Ecofeminisme volgens Emilie Hache
In de jaren tachtig legden Angelsaksische feministen het verband tussen de vernietiging van de natuur en de onderdrukking van vrouwen. Zij vonden nieuwe vormen van mobilisatie uit en produceerden teksten en rituelen om hun lichaam, geest en omgeving terug te winnen. De Franse docente en onderzoekster aan een van de Parijse universiteiten, Émilie Hache, is specialiste op het vlak van de pragmatische filosofie en politieke ecologie. De Franse ecologische site Reporterre publiceerde in november 2019 een informatief vraaggesprek met haar over de ecofeministische beweging (Online). Hieronder treft u de vertaling ervan. [ThH]
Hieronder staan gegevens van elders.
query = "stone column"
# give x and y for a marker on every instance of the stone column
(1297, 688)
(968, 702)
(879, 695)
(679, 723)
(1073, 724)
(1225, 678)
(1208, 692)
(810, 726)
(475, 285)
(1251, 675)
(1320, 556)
(Oorspronkelijk verschenen bij Libertaire Orde)
Reporterre: Wat is ecofeminisme?
Emilie Hache: Het is in de eerste plaats een politieke beweging die in de jaren tachtig in de Verenigde Staten bekendheid verwierf. Gedurende een tiental jaren organiseerden honderden vrouwen, feministen, pacifisten, anarchisten en antikernenergie-activisten blokkades van centrales, sit-ins, kampen… Het grootste ecofeministische kamp tegen de plaatsing van kernraketten in Greenham Common, in Engeland, duurde van 1981 tot 2000, dat wil zeggen bijna twintig jaar!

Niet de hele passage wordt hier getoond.